Это наблюдение наводит на общий закон: привязанность к себе делает нас слабыми и уязвимыми, а сильными нас может сделать лишь привязанность к чему-то внешнему. И убеждения прочными в нас бывают лишь те, которые мы получили извне, и лучше всего — по наследству. Мы начинаем сгибаться перед несчастьями не просто потому, что в нас ослабевает наша индивидуальная воля, а главным образом потому, что в нас слабеет «чужое» — коллективное, наследственное.
Мне когда-то с огромным трудом выдали в Публичной библиотеке классический трактат Эмиля Дюркгейма «Самоубийство», — такие вот были государственные тайны, почти сто лет открытые всему миру. Но итоговая формула Дюркгейма — рост самоубийств тесно связан с упадком сплоченности общества — показалась мне не совсем удачной: мне казалось, что вместо слов «упадок сплоченности» точнее употребить выражение «освобождение личности». Ибо у меня уже была художественная модель самоубийства, включенная в роман «Горбатые атланты»: на краю света рабочий поселок утопает в грязи, бедности, воровстве, пьянстве и прочих безобразиях. И некоему пророку удается преобразить этот уголок ада в уголок рая: на месте развалюх вырастают чистенькие домики, исчезает национальная вражда, воровство, в либеральных школах чистенькие дети пишут оригинальные сочинения, но — возникают самоубийства. Убийств-то и прежде было выше головы, но вот убивать себя не додумывался никто. И в конце концов покончил с собой любимый ученик пророка, — красивый, талантливый, способный сделаться ученым, общественным деятелем… Но — зачем? Чтобы служить людям? Служить тем, кто ничуть не выше его самого? «Но я ведь служу», — растерянно бормочет пророк, и слышит в ответ: «Я не верю, что вы служите этим заурядным людишкам, не стоящим вашего ногтя. Мне кажется, вы служите какому-то богу, которого скрыли от нас. А нам оставили только прописи: трудитесь, не ссорьтесь, уважайте каждое мнение и каждый обычай… Я же до такой степени выучился уважать чужое, что перестал уважать свое. Я завидую своему отцу, который точно знал, что хорошо и что плохо: стащить что-то на заводе значит быть умным, проломить кому-то башку значит быть храбрым, а я знаю, что все относительно: где-то стыдно грабить, а где-то стыдно трудиться, где-то красивы прямые носы, а где-то приплюснутые…»

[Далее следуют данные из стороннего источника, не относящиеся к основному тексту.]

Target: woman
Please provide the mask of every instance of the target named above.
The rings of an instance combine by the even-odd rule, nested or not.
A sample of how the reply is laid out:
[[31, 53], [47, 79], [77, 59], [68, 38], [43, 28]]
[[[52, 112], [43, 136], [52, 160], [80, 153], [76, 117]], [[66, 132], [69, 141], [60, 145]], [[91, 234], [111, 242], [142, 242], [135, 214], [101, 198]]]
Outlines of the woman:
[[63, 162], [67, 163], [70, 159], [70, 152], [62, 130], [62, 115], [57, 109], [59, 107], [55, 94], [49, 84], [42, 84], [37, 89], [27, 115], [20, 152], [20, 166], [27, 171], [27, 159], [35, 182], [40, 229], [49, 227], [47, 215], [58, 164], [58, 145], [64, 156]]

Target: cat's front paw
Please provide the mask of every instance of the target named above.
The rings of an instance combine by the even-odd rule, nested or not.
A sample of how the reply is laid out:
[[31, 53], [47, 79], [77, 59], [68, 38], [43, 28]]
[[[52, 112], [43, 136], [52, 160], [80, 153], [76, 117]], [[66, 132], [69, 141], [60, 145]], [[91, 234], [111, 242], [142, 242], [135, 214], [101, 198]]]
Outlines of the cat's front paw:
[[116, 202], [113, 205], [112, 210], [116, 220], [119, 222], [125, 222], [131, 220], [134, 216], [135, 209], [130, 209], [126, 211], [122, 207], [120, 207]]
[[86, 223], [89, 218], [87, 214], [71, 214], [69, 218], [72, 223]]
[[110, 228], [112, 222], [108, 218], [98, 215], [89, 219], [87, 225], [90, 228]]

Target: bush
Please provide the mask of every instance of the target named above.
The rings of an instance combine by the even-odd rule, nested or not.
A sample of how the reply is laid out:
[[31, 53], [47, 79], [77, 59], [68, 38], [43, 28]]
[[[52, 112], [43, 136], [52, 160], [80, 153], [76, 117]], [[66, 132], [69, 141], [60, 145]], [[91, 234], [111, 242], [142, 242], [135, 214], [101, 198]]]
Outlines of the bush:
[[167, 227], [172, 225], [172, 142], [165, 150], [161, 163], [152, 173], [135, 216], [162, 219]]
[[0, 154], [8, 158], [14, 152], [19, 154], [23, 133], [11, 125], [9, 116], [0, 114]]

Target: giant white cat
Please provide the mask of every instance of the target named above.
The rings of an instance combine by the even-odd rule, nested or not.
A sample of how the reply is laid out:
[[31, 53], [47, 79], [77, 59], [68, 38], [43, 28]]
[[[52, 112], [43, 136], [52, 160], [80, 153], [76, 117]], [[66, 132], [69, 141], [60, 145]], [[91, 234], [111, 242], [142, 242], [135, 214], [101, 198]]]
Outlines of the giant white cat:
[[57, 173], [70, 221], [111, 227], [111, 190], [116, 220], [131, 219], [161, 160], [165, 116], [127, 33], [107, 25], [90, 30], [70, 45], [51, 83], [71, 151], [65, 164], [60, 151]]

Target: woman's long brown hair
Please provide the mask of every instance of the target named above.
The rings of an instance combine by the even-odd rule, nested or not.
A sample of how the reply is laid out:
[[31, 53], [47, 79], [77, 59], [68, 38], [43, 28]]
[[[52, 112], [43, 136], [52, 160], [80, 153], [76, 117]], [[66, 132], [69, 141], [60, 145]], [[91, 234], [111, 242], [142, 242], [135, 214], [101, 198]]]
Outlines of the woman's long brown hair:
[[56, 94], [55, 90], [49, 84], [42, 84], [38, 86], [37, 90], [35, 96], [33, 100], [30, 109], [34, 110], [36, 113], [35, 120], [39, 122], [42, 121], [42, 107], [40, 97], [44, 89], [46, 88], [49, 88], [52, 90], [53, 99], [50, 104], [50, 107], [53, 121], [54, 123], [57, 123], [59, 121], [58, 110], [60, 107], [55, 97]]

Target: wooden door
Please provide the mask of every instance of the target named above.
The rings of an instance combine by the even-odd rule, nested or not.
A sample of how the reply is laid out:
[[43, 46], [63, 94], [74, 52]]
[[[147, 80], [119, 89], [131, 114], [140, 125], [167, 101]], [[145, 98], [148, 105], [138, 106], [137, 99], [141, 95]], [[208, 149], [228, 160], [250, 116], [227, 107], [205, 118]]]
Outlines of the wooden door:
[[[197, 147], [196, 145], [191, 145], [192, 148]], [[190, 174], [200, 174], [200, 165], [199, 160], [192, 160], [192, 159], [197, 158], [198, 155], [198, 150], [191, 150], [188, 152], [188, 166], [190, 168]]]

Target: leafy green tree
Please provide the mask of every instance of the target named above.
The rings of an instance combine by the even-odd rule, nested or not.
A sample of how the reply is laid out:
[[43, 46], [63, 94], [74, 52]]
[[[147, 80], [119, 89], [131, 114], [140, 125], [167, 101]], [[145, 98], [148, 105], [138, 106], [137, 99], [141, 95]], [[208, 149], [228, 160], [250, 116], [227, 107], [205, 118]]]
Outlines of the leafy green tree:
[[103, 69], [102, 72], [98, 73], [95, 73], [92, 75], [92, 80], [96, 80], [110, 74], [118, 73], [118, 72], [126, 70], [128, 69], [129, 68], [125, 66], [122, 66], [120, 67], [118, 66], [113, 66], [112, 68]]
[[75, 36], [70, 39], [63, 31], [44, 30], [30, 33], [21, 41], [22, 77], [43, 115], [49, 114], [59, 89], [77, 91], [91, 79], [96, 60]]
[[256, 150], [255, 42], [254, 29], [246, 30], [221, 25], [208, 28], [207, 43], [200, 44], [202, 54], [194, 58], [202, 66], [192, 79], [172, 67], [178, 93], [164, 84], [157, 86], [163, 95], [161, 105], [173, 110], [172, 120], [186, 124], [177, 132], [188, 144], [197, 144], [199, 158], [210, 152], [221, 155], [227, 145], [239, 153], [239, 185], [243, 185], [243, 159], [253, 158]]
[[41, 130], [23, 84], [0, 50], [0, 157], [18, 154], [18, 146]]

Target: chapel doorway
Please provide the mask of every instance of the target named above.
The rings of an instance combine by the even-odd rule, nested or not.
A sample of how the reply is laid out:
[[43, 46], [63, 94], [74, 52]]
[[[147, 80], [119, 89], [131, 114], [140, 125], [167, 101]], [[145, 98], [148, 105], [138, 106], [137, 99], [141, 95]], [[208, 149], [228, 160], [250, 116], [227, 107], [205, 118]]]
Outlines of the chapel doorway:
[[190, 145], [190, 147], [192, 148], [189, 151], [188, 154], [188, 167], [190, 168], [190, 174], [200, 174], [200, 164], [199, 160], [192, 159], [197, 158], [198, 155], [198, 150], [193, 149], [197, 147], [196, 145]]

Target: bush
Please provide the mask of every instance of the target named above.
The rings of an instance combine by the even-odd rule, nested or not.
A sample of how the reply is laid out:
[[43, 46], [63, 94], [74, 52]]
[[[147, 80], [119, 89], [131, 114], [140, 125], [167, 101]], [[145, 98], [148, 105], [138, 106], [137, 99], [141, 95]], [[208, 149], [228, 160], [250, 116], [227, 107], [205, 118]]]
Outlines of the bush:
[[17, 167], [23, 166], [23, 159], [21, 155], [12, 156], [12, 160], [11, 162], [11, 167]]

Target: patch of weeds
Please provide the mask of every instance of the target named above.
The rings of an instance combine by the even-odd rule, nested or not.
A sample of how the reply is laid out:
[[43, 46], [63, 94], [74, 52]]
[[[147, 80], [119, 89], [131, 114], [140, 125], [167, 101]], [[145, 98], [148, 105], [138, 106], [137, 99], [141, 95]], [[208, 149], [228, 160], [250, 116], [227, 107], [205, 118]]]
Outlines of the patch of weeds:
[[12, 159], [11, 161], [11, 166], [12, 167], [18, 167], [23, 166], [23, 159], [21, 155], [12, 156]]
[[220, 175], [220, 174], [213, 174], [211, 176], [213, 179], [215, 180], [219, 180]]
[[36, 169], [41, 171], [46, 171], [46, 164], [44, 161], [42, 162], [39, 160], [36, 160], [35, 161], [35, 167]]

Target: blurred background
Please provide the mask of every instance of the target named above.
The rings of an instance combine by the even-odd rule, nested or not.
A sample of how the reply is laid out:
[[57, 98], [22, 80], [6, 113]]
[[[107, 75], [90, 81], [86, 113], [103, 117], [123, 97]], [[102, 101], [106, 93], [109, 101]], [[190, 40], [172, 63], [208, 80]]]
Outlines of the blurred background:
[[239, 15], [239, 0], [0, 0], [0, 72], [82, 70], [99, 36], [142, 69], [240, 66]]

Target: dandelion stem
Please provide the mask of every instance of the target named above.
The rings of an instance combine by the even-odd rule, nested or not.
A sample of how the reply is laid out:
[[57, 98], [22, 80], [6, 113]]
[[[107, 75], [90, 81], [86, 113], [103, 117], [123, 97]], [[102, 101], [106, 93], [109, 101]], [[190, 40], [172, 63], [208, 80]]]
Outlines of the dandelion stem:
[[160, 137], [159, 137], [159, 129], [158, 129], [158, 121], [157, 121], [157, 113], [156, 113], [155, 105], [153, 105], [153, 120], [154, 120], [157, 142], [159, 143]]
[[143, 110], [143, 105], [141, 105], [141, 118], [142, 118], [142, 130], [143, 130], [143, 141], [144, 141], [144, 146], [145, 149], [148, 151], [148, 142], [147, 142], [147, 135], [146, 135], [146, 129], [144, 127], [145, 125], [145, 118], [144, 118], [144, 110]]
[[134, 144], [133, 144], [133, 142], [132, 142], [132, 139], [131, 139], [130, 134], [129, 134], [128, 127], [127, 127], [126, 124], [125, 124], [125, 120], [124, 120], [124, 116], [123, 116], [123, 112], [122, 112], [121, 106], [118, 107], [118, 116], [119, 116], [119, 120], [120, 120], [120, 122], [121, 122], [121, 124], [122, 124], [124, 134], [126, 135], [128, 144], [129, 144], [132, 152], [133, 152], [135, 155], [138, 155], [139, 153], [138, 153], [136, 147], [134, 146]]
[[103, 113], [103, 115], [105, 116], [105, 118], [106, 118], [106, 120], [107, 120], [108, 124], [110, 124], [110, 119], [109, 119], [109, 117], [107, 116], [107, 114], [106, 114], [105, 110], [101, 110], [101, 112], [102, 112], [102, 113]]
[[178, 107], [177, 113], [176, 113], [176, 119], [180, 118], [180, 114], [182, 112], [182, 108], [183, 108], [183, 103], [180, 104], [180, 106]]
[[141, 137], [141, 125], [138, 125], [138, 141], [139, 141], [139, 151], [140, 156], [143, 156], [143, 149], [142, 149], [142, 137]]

И пророк с ужасом понимает, что дал людям комфорт, достаток, вежливость, но разбил стереотип их жизни: внес сомнения туда, где прежде все делалось автоматически. А человек силен и спокоен только тогда, когда остается автоматом, управляемым извне, когда по любому вопросу у него есть единственно правильное мнение. А там, где допускаются два мнения, завтра их будет четыре, послезавтра восемь, — они начнут делиться, как раковые клетки… Всеобщее несогласие, то есть всеобщее одиночество, и неуверенность во всем — вот итог свободы и терпимости. Свобода — это рак, оригинально мыслящего человека должно истреблять неизмеримо более неукоснительно, чем скромного убийцу, не покушающегося на общепринятые мнения. Ибо ценность этих мнений только в их общепринятости и заключается. В том, что они ощущаются как святыни.